Cell suicide in multi-cellular creatures
Cell suicide programs play essential and well-documented roles in the development and maintenance of multi-cellular organisms. The evolution of cell death in multicellular organisms is readily explained because an individual's cells are clonally related and so have a shared goal in the successful development and maintenance of their ‘body'. For this reason, cell death by genetically controlled and tightly regulated processes was assumed only to have evolved in multicellular taxa.
Apoptosis in cells of multicellular animals is ‘diagnosed' when some or all of the following markers are observed: DNA fragmentation, chromatin condensation, membrane blebbing, formation of apoptotic bodies, cell shrinking, movement of phosphatidylserine to the outside of the plasma membrane, cleavage of proteins by caspases, and release of proteins from mitochondria. Necrotic death does not normally involve these markers because the severe damage involved results in rapid membrane permeability and leakage of cell contents.
Cell suicide in malaria parasites
Multiple markers of apoptosis have been observed in both mosquito and blood stages of malaria parasites.
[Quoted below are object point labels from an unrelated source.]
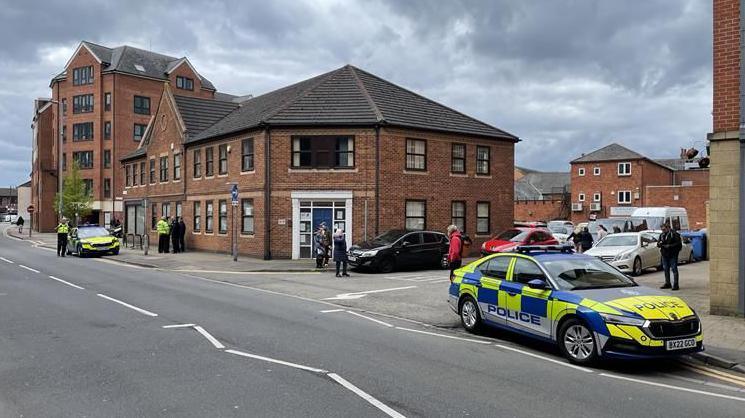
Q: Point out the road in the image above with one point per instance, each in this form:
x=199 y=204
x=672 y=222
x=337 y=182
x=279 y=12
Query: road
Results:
x=92 y=337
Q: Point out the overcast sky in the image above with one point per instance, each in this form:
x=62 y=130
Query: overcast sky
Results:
x=566 y=76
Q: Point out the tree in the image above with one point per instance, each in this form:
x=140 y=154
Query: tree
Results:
x=76 y=200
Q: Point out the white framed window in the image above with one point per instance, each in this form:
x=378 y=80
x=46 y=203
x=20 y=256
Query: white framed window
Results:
x=624 y=169
x=624 y=197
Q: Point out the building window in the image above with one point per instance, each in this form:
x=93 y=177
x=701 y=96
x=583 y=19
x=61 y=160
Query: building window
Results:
x=197 y=216
x=247 y=216
x=416 y=214
x=177 y=166
x=184 y=83
x=458 y=159
x=247 y=154
x=458 y=215
x=142 y=105
x=416 y=154
x=82 y=103
x=197 y=163
x=83 y=158
x=82 y=75
x=624 y=197
x=209 y=162
x=223 y=159
x=624 y=169
x=138 y=132
x=223 y=217
x=210 y=214
x=483 y=159
x=323 y=152
x=163 y=169
x=483 y=221
x=82 y=131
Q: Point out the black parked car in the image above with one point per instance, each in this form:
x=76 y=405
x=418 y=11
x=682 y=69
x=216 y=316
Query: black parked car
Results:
x=401 y=249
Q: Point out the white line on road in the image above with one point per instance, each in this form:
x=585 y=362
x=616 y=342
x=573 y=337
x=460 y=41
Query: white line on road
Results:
x=272 y=360
x=209 y=337
x=667 y=386
x=370 y=319
x=140 y=310
x=452 y=337
x=366 y=396
x=66 y=282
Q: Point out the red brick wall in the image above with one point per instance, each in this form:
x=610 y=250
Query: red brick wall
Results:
x=726 y=65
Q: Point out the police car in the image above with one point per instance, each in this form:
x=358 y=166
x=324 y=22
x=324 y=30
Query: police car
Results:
x=590 y=309
x=91 y=239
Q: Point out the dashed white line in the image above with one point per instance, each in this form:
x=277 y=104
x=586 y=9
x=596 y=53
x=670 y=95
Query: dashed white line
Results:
x=66 y=282
x=209 y=337
x=140 y=310
x=370 y=319
x=273 y=360
x=28 y=268
x=366 y=396
x=667 y=386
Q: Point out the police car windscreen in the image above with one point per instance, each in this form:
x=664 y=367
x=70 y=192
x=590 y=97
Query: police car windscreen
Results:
x=585 y=273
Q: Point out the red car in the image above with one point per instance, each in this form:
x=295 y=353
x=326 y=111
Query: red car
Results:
x=514 y=237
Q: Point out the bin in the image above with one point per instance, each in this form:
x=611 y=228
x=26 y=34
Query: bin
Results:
x=698 y=241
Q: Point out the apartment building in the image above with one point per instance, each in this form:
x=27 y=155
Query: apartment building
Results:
x=102 y=103
x=346 y=148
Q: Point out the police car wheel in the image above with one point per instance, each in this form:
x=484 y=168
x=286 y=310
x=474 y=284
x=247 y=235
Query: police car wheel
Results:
x=577 y=342
x=470 y=317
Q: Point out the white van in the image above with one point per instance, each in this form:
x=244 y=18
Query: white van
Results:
x=657 y=216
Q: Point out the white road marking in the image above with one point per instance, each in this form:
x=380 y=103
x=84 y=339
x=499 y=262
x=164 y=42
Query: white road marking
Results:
x=140 y=310
x=28 y=268
x=452 y=337
x=370 y=319
x=366 y=396
x=527 y=353
x=358 y=295
x=66 y=282
x=209 y=337
x=272 y=360
x=668 y=386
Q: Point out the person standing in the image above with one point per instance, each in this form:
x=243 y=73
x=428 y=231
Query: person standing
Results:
x=340 y=252
x=62 y=229
x=670 y=245
x=455 y=250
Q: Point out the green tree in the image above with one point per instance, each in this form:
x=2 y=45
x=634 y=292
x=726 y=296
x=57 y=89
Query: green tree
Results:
x=76 y=200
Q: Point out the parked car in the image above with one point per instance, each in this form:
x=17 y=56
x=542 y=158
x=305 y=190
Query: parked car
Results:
x=511 y=238
x=400 y=249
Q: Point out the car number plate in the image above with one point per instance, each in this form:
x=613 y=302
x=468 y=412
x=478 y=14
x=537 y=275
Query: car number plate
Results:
x=680 y=344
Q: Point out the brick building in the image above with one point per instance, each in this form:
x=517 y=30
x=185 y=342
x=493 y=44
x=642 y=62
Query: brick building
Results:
x=346 y=148
x=102 y=103
x=727 y=142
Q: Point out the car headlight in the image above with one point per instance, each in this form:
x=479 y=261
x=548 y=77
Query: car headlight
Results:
x=622 y=320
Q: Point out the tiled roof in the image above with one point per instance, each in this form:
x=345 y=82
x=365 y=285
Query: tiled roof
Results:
x=351 y=97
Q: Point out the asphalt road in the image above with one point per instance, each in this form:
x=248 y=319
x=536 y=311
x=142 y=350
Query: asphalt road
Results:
x=87 y=342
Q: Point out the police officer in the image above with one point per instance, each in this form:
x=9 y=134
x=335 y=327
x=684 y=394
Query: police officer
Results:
x=62 y=229
x=163 y=231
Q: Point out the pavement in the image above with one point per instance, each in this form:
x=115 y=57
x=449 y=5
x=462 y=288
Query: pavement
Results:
x=95 y=337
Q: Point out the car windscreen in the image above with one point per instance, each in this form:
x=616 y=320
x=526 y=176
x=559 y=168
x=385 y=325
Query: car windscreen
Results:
x=618 y=241
x=92 y=232
x=576 y=273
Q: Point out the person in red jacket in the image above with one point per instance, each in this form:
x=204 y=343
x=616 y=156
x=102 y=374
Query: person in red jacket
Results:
x=456 y=248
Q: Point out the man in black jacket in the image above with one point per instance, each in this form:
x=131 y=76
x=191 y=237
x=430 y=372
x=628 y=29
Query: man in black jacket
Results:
x=670 y=245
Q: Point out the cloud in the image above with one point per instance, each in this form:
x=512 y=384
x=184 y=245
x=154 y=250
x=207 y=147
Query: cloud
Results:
x=567 y=77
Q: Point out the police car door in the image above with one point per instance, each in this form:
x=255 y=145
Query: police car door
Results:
x=527 y=308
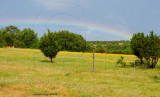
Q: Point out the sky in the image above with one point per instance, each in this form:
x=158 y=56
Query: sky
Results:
x=95 y=20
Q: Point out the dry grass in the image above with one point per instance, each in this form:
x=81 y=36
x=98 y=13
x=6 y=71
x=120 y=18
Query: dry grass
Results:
x=25 y=72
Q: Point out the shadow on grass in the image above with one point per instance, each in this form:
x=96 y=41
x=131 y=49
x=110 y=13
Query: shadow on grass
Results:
x=46 y=61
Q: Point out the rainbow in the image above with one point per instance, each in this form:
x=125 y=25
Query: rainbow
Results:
x=88 y=27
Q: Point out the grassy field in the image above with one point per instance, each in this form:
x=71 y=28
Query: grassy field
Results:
x=26 y=72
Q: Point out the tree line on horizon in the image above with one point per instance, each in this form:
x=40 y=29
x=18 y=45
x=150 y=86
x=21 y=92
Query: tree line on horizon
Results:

The most comprehensive studies have focussed on the rodent malaria parasite P. berghei, due to the ease of in vitro and in vivo manipulation of this model. When a mosquito vector takes a blood meal from an infected host, male and female parasite stages (gametocytes) rapidly differentiate into gametes and mate in the midgut. Fertilised females then develop into motile ookinete stages, which penetrate the midgut wall of their vector, encyst, and produce parasite stages that are infective to new hosts. In P. berghei, a number of ookinetes undergo apoptosis like cell death instead of attempting to invade the midgut wall of their vector. Markers of apoptosis observed in ookinetes include chromatin condensation, DNA fragmentation, and the activity of caspase-like proteases. This phenomenon occurs independently of mosquito and host blood factors and is not unique to Plasmodium parasites; evidence of apoptosis across a range of protozoan parasites (including Leishmania, Trypanosoma and Toxoplasma) is rapidly accumulating.
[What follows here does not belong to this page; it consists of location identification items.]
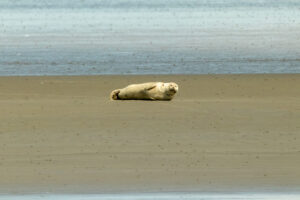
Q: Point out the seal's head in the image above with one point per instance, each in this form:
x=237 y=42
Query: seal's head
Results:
x=171 y=88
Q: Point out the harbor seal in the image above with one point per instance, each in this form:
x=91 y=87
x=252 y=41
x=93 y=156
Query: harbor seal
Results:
x=146 y=91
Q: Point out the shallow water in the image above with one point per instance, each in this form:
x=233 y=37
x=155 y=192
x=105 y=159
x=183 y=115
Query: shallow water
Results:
x=149 y=37
x=177 y=196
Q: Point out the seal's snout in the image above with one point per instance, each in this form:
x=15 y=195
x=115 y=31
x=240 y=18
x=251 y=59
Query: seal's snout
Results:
x=173 y=87
x=114 y=95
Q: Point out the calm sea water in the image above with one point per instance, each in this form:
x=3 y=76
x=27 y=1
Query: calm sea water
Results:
x=178 y=196
x=86 y=37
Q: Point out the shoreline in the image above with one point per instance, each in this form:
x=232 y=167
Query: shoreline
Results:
x=220 y=133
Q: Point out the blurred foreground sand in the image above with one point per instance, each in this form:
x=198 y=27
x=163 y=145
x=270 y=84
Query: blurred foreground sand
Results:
x=220 y=133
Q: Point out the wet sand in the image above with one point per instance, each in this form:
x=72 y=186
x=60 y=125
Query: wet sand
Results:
x=220 y=133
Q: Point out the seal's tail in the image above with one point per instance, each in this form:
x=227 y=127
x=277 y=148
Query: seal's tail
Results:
x=114 y=95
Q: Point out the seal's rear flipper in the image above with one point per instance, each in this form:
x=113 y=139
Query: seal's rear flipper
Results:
x=114 y=95
x=150 y=87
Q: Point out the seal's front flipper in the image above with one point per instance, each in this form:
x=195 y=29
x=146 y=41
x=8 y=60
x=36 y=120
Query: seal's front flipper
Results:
x=114 y=95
Discovering cell death in malaria and other unicellular parasites has resulted in controversy over fundamental questions about the evolution of programmed cell-death: According to"Darwinian Survival of the Fittest" parasites are expected to evolve strategies to maximise their proliferation not their death.
To date, most research effort has focussed on unravelling the genetic mechanisms and physiological pathways involved in apoptosis so evolutionary explanations for why unicellular parasites undergo apoptosis remain untested. It is possible that parasites use apoptosis to "altruistically" self-regulate their number to avoid excessive infection levels that could kill their vectors before transmission to new hosts has occurred. This explanation assumes that vector survival is negatively related to parasite burden and apoptosis is a co-operative (altruistic) trait because parasites are using apoptosis to benefit the surviving parasites.
Regulating parasite numbers to prolong vector survival would benefit survivors, as would reducing competition for resources between parasites. The question of whether malaria infection is harmful to mosquitoes is not yet resolved and this may be due to varying levels of parasite apoptosis. If apoptosis is a cooperative trait it will be more frequent in infections in which parasites are genetically related because parasites should only undergo apoptosis when their actions will benefit their kin. Alternatively, in genetically diverse infections, competition for resources is likely to occur and parasites would benefit from inducing their unrelated competitors to undergo apoptosis. Investigating the relationship between apoptosis and the genetic diversity of infections is key to understanding the evolution and maintenance of this trait.